NEW YORK (Reuters) - The S&P 500 posted its sixth straight record high close on Thursday, its longest run since 1997, as investors cheered increased prospects for a tax overhaul with Congress moving closer to agreement on a budget resolution.
In a procedural step forward, the Republican-controlled U.S. House of Representatives approved a fiscal 2018 spending blueprint to help them advance an eventual tax bill.
The blueprint contains a legislative tool that would let Republicans bypass Democrats and pass a tax bill by a simple majority vote in the Senate, where they hold 52 of 100 seats.
“It really started to take off after news that the House passed a portion of the president’s plan,” said Robert Pavlik, chief market strategist at Boston Private Wealth in New York.
“I don’t know if that’s going to make it all the way through ... but you’re seeing it in higher Treasury yields, a better financial sector and technology.”
The S&P technology index .SPLRCT, up 1.1 percent, was the day’s top-performing sector, followed by financials, with that index .SPSY up 1 percent. The small-cap Russell 2000 rose 0.3 percent. Small-cap companies are seen as among the biggest beneficiaries of any tax cut.

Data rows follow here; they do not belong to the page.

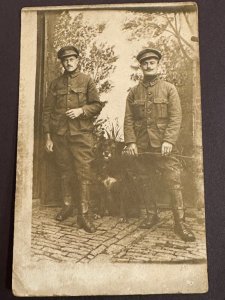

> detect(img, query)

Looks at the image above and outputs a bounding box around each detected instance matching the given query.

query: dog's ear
[106,131,111,140]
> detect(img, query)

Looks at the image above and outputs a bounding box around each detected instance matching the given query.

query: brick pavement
[31,206,206,263]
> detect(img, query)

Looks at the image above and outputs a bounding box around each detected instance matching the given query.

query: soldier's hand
[45,139,53,153]
[126,143,138,156]
[66,107,84,119]
[161,142,173,156]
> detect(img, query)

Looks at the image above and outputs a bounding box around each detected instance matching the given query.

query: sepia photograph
[13,2,208,296]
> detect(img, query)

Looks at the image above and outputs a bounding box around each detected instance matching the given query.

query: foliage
[123,13,195,86]
[52,11,118,94]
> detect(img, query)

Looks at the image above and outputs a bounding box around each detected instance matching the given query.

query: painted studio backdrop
[33,5,203,207]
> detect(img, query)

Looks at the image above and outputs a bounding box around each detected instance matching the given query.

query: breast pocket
[56,89,67,108]
[153,97,168,119]
[132,101,145,120]
[71,87,87,107]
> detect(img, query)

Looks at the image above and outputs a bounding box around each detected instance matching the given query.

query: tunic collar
[141,76,159,87]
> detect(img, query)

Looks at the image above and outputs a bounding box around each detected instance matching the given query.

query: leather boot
[139,186,159,229]
[55,196,73,222]
[55,175,73,222]
[171,190,195,242]
[77,183,96,233]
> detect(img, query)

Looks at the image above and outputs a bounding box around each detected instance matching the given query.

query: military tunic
[43,71,102,182]
[124,78,182,189]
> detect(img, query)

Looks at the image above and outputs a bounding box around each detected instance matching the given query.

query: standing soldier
[43,46,102,232]
[124,48,195,241]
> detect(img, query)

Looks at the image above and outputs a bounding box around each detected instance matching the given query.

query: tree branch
[166,14,194,51]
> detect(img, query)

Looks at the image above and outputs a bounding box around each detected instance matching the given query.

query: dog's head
[102,139,117,161]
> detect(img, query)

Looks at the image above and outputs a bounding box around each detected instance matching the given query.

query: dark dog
[91,139,140,221]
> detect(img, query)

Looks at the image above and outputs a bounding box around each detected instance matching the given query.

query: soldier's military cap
[57,46,79,59]
[137,48,162,62]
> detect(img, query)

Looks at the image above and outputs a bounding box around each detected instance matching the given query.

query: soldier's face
[140,58,159,76]
[62,56,78,72]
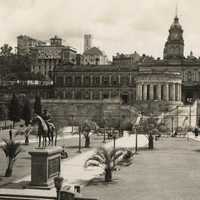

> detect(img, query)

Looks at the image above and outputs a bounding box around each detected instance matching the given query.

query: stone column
[149,84,154,100]
[157,84,161,101]
[143,84,147,101]
[164,84,169,101]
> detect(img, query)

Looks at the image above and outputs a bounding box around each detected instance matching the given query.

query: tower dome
[163,14,184,59]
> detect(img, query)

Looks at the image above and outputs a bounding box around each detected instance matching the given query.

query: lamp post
[135,129,138,154]
[72,115,74,134]
[187,98,192,128]
[103,127,106,143]
[113,130,116,169]
[78,125,82,153]
[171,116,174,134]
[176,106,179,130]
[54,175,64,200]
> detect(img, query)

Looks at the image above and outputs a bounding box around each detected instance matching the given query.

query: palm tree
[85,147,133,182]
[80,120,98,148]
[1,139,22,177]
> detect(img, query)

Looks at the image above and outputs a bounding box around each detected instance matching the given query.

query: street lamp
[171,116,174,135]
[103,127,106,143]
[54,175,64,200]
[78,125,82,153]
[113,130,116,170]
[176,106,179,130]
[187,98,192,128]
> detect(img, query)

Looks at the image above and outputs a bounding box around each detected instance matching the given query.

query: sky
[0,0,200,58]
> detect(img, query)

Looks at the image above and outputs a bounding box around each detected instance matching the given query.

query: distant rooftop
[83,47,104,56]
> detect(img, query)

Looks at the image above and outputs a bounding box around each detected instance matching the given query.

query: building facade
[54,13,200,105]
[31,36,77,79]
[83,47,108,65]
[112,51,141,65]
[17,35,46,56]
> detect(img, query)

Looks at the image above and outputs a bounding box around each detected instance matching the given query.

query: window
[75,76,81,86]
[187,71,192,81]
[92,91,100,100]
[120,76,129,86]
[111,76,119,86]
[93,76,100,86]
[65,91,72,99]
[102,76,109,86]
[84,76,90,86]
[65,76,72,86]
[56,76,64,86]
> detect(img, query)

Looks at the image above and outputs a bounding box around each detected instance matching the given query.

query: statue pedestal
[29,147,62,188]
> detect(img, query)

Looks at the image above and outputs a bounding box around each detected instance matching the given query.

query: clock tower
[163,15,184,59]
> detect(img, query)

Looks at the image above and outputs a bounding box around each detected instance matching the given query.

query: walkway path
[82,138,200,200]
[0,135,148,198]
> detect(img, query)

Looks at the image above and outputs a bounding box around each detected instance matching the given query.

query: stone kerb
[29,147,62,188]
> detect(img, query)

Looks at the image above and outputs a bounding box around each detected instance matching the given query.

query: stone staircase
[164,101,197,130]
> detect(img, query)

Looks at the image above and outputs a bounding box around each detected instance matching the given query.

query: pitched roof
[83,47,103,56]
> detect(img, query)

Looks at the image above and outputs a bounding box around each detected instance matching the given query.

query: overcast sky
[0,0,200,57]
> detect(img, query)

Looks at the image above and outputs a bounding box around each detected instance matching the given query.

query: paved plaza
[82,138,200,200]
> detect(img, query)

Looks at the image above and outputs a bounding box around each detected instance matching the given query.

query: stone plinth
[29,147,62,187]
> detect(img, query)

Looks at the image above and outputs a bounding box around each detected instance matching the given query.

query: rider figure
[42,109,51,133]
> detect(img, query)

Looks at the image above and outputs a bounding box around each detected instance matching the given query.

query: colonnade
[136,82,182,101]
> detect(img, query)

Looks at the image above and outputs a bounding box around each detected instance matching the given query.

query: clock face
[173,33,178,40]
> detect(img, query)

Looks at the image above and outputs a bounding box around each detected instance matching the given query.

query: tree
[1,139,22,177]
[85,147,133,182]
[22,97,32,126]
[34,95,42,115]
[9,94,21,127]
[80,120,98,148]
[0,44,12,57]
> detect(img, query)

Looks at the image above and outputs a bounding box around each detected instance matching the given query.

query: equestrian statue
[32,110,57,147]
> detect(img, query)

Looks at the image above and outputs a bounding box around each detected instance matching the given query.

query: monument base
[29,147,62,189]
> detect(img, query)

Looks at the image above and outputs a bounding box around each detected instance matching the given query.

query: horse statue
[32,114,56,147]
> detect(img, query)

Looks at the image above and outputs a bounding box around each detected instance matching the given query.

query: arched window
[187,71,192,81]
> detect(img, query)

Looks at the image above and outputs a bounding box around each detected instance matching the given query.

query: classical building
[83,47,108,65]
[31,36,77,78]
[84,34,92,52]
[112,51,141,65]
[54,13,200,105]
[54,65,137,104]
[17,35,46,55]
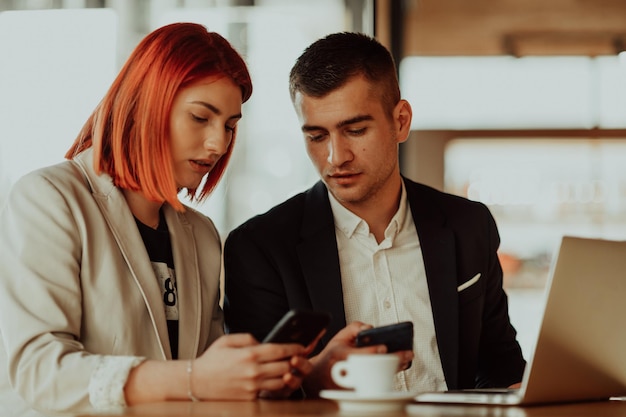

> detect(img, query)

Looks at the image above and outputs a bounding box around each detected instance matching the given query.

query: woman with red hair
[0,23,311,415]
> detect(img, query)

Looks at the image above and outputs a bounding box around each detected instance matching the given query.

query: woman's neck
[122,189,163,229]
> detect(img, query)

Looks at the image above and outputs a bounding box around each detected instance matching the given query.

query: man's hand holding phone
[355,321,413,369]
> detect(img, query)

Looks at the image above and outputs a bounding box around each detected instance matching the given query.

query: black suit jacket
[224,179,525,389]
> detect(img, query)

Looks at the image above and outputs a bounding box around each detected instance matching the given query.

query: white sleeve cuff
[89,356,145,410]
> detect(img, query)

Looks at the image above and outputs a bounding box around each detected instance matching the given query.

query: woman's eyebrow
[191,100,242,119]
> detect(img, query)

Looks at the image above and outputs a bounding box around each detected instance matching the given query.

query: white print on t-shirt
[152,262,178,320]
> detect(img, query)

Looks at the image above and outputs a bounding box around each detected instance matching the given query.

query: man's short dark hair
[289,32,400,114]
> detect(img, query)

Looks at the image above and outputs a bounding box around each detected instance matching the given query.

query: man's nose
[328,136,352,166]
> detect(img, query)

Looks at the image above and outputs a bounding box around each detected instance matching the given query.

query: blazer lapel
[74,150,172,359]
[296,182,346,343]
[405,179,459,387]
[164,205,202,358]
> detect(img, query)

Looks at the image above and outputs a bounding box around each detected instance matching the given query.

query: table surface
[79,399,626,417]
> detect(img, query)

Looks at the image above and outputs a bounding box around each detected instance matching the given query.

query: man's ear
[393,100,413,143]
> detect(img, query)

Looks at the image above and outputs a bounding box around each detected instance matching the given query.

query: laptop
[415,236,626,405]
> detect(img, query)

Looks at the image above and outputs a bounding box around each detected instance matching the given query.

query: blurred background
[0,0,626,355]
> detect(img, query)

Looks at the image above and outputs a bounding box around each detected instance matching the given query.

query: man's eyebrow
[302,114,374,132]
[337,114,374,127]
[191,100,242,119]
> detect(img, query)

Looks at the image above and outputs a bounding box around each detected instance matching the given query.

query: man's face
[294,76,410,213]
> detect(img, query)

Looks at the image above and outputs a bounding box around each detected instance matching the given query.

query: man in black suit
[224,33,525,395]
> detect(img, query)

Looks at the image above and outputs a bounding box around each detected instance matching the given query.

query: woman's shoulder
[12,161,85,192]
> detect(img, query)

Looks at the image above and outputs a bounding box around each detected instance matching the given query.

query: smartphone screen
[263,310,330,346]
[356,321,413,353]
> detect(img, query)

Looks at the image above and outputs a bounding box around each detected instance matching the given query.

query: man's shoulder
[404,178,485,209]
[231,183,325,234]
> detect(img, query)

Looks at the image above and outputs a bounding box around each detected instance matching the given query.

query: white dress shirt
[329,184,447,392]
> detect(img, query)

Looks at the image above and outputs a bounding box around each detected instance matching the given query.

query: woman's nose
[204,130,233,156]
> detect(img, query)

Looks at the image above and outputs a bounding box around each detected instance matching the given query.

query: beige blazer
[0,150,224,410]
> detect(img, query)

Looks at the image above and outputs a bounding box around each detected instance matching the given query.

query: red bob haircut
[65,23,252,211]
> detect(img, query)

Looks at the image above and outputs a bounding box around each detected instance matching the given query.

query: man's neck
[342,177,402,243]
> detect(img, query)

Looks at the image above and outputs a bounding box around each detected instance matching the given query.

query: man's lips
[328,172,360,185]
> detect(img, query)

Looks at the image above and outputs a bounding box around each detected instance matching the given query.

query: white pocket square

The CBOE Volatility index .VIX, which tracks the cost of protection against a decline in the S&P 500, set a record closing low, ending at 9.19.
Also helping stocks, more data pointed to underlying strength in the U.S. economy despite weather-related disruptions, with the trade deficit narrowing in August and jobless claims falling more than expected last week.
New orders for goods made in the United States rose in August and orders for core capital goods were stronger than previously reported.
The Dow Jones Industrial Average .DJI rose 113.75 points, or 0.5 percent, to close at 22,775.39, while the S&P 500 .SPX gained 14.33 points, or 0.56 percent, to 2,552.07. The Nasdaq Composite .IXIC added 50.73 points, or 0.78 percent, to 6,585.36.
The S&P 500 has closed higher for the last eight sessions, and posted record closes for the last six, the longest such run since an eight-day streak in June 1997.
Thursday also marked the fourth day in a row where all three major indexes had hit record closing highs.
“Nobody likes to buy at all-time highs, but with the prospect of it going higher, you’re missing out, so you have to do some buying to stay competitive,” Pavlik said.
Shares of Netflix (NFLX.O) jumped 5.4 percent after the company raised the monthly subscription fees for two of its three main U.S. plans by $1 and $2, respectively.
Helping banks, Randal Quarles was confirmed as vice chair of the Federal Reserve. The banking sector widely expects Quarles to play a key part in U.S. President Donald Trump’s efforts to ease regulations.
The S&P bank index .SPXBK was up 1.3 percent.
Bond yields rose, with the benchmark 10-year U.S. Treasury note yield US10YT=RR last at 2.349 percent versus 2.332 percent late on Wednesday.
Friday brings the U.S. monthly jobs report, while investors are also anxious to see third-quarter corporate earnings reports.
Analysts expect earnings of S&P 500 companies rose 5.3 percent in the quarter from a year earlier, according to Thomson Reuters data. That would be down from double-digit growth in the first two quarters of this year.
The S&P 500 is likely to finish this year at 2,525, about 13 percent higher than where it was at the end of 2016, based on the median forecast of 47 strategists polled by Reuters.
Advancing issues outnumbered declining ones on the NYSE by a 1.55-to-1 ratio; on Nasdaq, a 1.63-to-1 ratio favored advancers.
About 5.9 billion shares changed hands on U.S. exchanges. That compares with the 6.2 billion daily average for the past 20 trading days, according to Thomson Reuters data.